Smith’s normal day had taken a dramatic turn. Layson, his brother and best friend, had been shot. It was apparent by the phone call that he was in serious condition.
“My head just went blank,” said Smith. “I left for Toledo right away without even telling my teammates or coaches. My head was spinning with questions about what happened and why it happened.”
When he got to the hospital Smith had gained some hope that his brother would pull through. Things were looking hopeful that the doctors would possibly be able to get the bullets out and Layson would be able to recover. Maybe the 19-year-old would be spared going through such a tragedy for the second time.
After a few hours had passed the doctor came back out. Smith knew in his gut it was going to be bad.
“Its one of those moments you see on movies and here I am living it,” Smith said. “The doctor asks the family to go into another room so that they can tell you the news. Right there and then my whole mood just changed.”

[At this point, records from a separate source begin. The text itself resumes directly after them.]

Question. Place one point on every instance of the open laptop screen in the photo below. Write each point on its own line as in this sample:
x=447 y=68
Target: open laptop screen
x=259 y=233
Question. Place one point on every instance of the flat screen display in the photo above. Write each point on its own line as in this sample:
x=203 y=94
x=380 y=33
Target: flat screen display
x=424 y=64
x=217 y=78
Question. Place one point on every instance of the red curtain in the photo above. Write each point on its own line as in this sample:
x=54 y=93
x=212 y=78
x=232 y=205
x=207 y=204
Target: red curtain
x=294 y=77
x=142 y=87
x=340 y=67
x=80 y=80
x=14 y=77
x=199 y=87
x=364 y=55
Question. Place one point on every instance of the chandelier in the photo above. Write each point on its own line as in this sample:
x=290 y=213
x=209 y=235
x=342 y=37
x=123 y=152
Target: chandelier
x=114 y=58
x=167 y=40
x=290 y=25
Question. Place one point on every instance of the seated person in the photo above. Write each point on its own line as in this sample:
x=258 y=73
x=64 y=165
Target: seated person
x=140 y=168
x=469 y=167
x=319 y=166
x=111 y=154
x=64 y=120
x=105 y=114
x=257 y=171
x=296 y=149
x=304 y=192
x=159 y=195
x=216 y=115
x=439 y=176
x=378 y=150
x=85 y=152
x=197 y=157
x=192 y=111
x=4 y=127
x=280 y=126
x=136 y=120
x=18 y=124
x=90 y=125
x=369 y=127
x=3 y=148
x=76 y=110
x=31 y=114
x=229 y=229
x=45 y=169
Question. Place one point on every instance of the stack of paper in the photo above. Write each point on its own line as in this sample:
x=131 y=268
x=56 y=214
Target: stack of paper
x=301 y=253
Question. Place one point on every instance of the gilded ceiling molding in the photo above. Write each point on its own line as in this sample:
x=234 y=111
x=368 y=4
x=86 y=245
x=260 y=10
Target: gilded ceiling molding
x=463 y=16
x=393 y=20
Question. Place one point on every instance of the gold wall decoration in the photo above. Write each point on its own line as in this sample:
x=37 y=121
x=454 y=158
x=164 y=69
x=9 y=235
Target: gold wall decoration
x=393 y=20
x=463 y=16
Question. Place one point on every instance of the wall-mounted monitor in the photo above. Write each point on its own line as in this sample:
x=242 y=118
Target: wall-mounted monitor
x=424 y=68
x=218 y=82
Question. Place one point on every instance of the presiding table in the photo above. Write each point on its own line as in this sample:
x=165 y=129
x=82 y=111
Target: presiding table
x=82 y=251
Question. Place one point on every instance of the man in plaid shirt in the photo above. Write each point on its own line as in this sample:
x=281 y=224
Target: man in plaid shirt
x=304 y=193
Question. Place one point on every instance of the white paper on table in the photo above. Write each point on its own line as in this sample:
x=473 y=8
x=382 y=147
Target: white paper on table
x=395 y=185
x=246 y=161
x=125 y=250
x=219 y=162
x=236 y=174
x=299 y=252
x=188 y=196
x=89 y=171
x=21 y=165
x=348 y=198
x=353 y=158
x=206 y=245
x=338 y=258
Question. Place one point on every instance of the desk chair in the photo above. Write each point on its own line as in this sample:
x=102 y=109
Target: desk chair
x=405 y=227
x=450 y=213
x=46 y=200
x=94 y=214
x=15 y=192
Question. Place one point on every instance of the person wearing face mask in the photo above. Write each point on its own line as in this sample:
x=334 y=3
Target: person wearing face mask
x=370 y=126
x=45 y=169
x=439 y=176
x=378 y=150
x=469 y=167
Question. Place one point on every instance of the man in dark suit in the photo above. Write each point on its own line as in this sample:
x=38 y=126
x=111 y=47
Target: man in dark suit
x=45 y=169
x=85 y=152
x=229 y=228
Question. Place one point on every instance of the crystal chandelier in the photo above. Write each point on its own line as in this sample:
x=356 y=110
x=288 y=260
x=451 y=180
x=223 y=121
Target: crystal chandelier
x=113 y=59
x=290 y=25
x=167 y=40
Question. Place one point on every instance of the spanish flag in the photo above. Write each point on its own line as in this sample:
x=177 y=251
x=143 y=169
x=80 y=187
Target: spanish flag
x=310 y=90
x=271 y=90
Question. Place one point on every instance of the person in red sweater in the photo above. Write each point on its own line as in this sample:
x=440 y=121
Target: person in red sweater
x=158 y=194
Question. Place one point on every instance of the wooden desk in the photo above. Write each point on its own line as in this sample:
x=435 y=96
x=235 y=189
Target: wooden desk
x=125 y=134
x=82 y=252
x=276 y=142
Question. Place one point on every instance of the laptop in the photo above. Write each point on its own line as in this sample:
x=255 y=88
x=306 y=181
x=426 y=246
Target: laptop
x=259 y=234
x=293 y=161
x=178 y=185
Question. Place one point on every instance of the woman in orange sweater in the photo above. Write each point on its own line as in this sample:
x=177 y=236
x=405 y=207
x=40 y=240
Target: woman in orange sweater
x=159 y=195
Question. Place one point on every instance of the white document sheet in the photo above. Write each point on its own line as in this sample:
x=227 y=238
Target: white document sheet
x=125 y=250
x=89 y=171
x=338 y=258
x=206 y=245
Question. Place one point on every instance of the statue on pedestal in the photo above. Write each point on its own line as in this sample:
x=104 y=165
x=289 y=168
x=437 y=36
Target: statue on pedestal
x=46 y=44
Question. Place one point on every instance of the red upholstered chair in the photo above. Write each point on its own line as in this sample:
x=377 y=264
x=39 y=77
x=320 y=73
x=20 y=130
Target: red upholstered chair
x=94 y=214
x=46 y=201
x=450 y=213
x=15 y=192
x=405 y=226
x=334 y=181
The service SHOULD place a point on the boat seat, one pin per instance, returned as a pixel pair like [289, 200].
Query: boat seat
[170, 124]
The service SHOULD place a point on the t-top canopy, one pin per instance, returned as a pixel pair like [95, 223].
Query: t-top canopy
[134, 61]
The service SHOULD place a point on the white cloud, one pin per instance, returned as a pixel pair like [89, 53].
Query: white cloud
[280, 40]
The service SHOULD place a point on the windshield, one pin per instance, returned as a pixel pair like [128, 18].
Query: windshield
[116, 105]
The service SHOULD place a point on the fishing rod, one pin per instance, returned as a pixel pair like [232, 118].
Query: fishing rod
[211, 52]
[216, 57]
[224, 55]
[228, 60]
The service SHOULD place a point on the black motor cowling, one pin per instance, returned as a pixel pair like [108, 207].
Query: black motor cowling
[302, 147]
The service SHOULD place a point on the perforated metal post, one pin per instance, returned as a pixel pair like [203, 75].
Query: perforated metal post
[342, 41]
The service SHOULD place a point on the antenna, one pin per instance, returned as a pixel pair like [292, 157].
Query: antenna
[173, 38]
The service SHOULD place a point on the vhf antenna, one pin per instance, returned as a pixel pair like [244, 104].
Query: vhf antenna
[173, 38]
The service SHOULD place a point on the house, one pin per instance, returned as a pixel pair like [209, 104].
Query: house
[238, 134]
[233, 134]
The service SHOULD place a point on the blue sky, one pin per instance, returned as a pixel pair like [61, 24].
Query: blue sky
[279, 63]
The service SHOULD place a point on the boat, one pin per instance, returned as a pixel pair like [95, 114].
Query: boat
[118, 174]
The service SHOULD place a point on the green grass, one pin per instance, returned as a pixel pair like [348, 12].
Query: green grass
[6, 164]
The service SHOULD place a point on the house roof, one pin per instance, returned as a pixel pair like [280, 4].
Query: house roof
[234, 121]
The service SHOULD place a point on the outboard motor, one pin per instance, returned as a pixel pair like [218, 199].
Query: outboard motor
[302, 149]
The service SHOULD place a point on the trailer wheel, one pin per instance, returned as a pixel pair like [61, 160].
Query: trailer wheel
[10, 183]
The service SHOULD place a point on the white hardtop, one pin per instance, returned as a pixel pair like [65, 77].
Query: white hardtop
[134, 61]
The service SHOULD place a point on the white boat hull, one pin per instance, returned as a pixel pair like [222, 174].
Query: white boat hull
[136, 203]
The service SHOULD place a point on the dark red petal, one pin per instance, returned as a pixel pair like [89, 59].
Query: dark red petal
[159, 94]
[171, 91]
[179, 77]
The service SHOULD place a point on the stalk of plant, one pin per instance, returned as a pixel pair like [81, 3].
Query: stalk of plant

That doctor broke the terrible news to Smith, his family and friends. Two bullets to the chest had resulted in internal bleeding which caused Layson’s death.
“I lost it in the hospital,” Smith said. “To have to deal with that type of loss for the second time was even tougher than the first time.”
That night Coach Ernst and a few teammates actually took time off to come up to Toledo and check on Smith and talk with his family.
“I wanted to be there for him,” said Ernst. “He’s had as much tough luck in his life as anyone I’ve ever coached and I wanted to make sure he knew he was loved here in Findlay by everyone associated with our program.”
Once again it seemed that Smith would be on his own. The one friend he had had to rely on was taken away from him in a senseless act of violence by a shooter he hadn’t even known.
“I’ve become independent through it all,” said Smith. “My mom was my best friend before my brother and after her death he was the one that was there for me. To deal with it again was tougher but I used basketball to keep my head on straight.”
Smith had a break out year that winter. He started 19 games and led the team in blocks and assists. The sophomore also averaged seven points per game in his sophomore year.
“When Coach and the team came up to Toledo I was like ‘wow’,” added Smith. “I knew then that this was a family and that I had created a bond with them. I gained a lot of respect for them.”
Smith is currently in the midst of his junior year at the University of Findlay. His time is consumed mostly between work, school, and basketball, but he always knows that he can count on his basketball family to be there for him-keep his life normal.